I initially approached the "live" concern looking for the same "stream" thinking in WebVTT, and only passing a minimal amount of data, but I don't think direct captioning fits well within WebVTT's design -- and it may not be needed.

496 with unbounded cues, and replacing the previous cue as previously suggested could do well enough for replacing a "roll-up" style caption with word-at-a-time inputs -- which would be good enough for working with StreamText. For example:

time1 -->
One small step
for

time2 -->
One small step
for man

time3 -->
<rollup 1>
for man.
One

time4 -->
for a man.
One giant

The complicated part with WebVTT is to be able to handle word-at-a-time (rather than line at a time), you'd need a step between which renders the live stream of stenographer's inputs into a buffer, and then snapshot that buffer to produce cues.
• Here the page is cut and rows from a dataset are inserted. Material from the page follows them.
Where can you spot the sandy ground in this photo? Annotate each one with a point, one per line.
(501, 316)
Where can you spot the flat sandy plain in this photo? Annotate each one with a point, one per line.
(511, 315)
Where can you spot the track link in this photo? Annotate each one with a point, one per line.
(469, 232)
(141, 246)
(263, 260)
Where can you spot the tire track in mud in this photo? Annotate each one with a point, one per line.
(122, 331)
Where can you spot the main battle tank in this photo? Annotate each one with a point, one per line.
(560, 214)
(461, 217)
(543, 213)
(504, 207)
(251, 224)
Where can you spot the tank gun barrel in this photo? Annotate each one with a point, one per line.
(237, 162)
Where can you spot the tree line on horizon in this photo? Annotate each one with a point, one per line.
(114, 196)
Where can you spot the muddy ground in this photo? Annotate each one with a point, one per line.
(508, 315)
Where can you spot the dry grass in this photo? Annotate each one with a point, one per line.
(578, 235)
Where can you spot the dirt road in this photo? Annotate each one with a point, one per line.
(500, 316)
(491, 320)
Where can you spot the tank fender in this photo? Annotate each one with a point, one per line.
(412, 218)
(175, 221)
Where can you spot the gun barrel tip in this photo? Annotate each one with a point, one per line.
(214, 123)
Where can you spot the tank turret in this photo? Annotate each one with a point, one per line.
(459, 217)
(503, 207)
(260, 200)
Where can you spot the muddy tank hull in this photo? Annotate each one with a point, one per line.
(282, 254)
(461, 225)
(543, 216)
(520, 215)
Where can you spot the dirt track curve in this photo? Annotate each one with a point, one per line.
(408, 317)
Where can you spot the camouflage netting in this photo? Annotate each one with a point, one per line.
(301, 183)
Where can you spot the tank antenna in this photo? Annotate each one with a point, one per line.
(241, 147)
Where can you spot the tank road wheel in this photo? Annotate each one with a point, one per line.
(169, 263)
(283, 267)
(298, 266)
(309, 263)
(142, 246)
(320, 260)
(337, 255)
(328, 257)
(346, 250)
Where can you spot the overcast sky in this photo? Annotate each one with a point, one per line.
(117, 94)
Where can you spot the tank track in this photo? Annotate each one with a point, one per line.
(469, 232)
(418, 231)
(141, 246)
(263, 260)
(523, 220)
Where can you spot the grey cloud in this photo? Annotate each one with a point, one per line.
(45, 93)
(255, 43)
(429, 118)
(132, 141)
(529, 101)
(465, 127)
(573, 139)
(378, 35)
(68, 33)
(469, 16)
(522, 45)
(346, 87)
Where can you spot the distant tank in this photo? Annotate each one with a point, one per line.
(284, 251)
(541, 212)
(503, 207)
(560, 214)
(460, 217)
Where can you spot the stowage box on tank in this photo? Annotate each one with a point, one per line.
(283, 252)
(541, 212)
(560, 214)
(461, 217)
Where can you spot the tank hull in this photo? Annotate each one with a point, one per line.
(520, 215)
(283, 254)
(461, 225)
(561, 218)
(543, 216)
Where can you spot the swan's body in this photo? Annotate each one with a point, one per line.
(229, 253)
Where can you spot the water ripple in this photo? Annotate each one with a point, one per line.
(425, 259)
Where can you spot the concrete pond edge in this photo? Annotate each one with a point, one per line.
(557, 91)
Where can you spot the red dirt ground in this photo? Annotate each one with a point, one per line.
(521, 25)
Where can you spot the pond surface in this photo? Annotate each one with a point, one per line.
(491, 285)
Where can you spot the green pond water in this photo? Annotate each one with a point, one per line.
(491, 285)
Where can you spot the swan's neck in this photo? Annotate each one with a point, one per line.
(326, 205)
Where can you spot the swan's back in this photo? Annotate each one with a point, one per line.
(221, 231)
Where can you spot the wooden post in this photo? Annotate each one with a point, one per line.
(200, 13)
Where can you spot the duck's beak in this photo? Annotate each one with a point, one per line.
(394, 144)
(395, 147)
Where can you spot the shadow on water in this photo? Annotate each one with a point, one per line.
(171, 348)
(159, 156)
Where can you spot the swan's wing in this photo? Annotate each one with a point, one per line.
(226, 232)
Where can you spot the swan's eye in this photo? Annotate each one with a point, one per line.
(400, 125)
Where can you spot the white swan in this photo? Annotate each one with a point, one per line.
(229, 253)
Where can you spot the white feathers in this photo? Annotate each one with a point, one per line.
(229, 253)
TV captions can also seemlessly switch between pre-recorded content and live-content, and each program can define whatever caption styles it wants, without needing to restart the stream. In order to achieve parity, WebVTT would need a mechanism to redefine regions and styles mid-stream, and provide a "full reset" command for switching between different content sources (such as a commercial break):

WEBVTT

REGION
<!-- define regions here -->

<!-- program cues -->

time1 -->
And now a word from
our sponsors....

time2 --> time2
<reset>
<!-- forget all the regions that were set up before, hide all captions -->

REGION
<!-- define new regions -->

time3 --> time4 region:left
Ask your doctor today about Advertising!

1️⃣ Yes, CEA-708 is built with DTVCC packets which contains service blocks (caption tracks), but they still have a mix of "terminal-control" type commands, such as define window and set pen colour mixed with human-readable text. These "packets" exist mostly to multiplex different streams.